In looking at the Navy Presidential Unit Citation, there is no particular surprise regarding the date—February 6, 1942, two months after Pearl Harbor—that President Franklin Roosevelt established its creation. Read the text of the Executive Order, though, and you find that this highly prestigious decoration is to be awarded to Navy and Marine Corps units for outstanding performance in action on or after October 16, 1941.
Wait….October 16, 1941? Wasn’t that almost two months before the Pearl Harbor attack and the subsequent U.S. entry into the war? Indeed it was. But it is also the date the USS Kearny, a destroyer docked at Reykjavik, was summoned to assist a British convoy undergoing an attack by German U-boats. Although the U.S. was supposedly neutral at this point in the war, the Kearny proceeded to drop depth charges on the U-boats, which eventually led to the German subs firing a torpedo at the U.S. ship, damaging it enough to cause it to withdraw and claiming eleven Sailors' lives in the process.
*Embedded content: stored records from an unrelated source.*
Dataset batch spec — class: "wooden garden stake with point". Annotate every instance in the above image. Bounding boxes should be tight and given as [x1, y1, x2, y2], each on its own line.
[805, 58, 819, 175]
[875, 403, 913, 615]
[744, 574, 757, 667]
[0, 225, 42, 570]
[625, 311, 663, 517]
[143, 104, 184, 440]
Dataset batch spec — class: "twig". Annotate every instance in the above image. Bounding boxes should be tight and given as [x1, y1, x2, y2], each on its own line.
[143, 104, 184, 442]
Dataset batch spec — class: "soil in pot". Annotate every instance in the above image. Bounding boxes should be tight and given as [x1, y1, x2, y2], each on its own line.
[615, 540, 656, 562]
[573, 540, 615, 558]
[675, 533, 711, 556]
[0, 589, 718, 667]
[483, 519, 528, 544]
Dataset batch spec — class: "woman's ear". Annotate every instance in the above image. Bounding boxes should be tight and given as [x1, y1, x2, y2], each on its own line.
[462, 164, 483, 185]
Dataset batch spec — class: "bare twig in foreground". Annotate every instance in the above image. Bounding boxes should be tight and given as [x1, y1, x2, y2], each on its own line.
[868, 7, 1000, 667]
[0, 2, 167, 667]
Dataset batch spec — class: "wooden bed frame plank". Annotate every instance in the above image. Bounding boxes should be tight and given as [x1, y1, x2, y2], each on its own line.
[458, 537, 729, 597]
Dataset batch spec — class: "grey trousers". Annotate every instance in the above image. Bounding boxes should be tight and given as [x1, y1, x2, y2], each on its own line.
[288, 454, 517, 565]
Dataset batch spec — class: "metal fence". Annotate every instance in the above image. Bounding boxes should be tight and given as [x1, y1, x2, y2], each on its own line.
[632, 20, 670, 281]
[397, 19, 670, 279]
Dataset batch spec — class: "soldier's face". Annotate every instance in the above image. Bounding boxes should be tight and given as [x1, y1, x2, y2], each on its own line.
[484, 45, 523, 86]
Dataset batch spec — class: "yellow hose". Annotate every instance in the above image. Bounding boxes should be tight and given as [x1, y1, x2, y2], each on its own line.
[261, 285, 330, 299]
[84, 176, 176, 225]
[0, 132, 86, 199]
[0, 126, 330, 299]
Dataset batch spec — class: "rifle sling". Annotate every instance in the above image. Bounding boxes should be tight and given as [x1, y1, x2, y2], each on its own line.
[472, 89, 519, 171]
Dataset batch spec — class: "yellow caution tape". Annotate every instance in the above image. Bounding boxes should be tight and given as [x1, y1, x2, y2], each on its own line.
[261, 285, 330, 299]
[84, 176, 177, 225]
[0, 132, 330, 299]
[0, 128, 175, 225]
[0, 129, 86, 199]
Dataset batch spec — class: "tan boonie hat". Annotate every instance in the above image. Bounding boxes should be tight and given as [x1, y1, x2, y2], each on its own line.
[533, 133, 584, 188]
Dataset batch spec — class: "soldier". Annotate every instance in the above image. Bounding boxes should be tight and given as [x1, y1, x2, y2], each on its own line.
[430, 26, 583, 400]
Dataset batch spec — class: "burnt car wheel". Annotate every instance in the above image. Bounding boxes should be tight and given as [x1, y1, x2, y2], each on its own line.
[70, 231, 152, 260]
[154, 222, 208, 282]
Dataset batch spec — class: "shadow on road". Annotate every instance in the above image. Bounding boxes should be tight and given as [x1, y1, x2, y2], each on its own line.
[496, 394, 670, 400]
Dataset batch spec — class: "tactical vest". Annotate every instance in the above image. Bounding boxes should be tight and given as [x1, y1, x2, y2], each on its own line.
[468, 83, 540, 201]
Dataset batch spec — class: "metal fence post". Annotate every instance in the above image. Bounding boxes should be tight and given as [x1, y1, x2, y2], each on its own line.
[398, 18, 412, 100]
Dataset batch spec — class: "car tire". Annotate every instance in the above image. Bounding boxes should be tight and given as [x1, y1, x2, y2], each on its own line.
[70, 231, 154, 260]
With his Executive Order, Roosevelt not only created a way to recognize the “gallantry, determination, and esprit de corps” that many U.S. Navy vessels and units would display from 1942 onward, but also evidenced an admirable sense of realpolitik in recognizing that, for all intents and purposes, the U.S. and Germany were at war long before Adolph Hitler rashly made that state of affairs official on December 11, 1941.
As the title suggests, the Presidential Unit Citation is awarded in the name of our country’s Commander-in-Chief to unit of both the U.S. Armed Forces and of friendly foreign nations in recognition of extraordinary heroism displayed while engaging an armed enemy. The Navy version of the Presidential Unit Citation, as originally described in Roosevelt’s Executive Order, was to be “public evidence of deserved honor and distinction,” and that any Navy or Marine Corps unit receiving the citation on two or more separate occasions shall be allowed to make the ribbon a permanent part of that unit’s uniform.
Current regulations regarding the award make it clear that in addition to displaying the behavior described above, the actions must also have been performed under “extremely difficult and hazardous conditions, to have set it apart from and above other units participating in the same campaign," making it the unit equivalent of the Navy Cross individual award.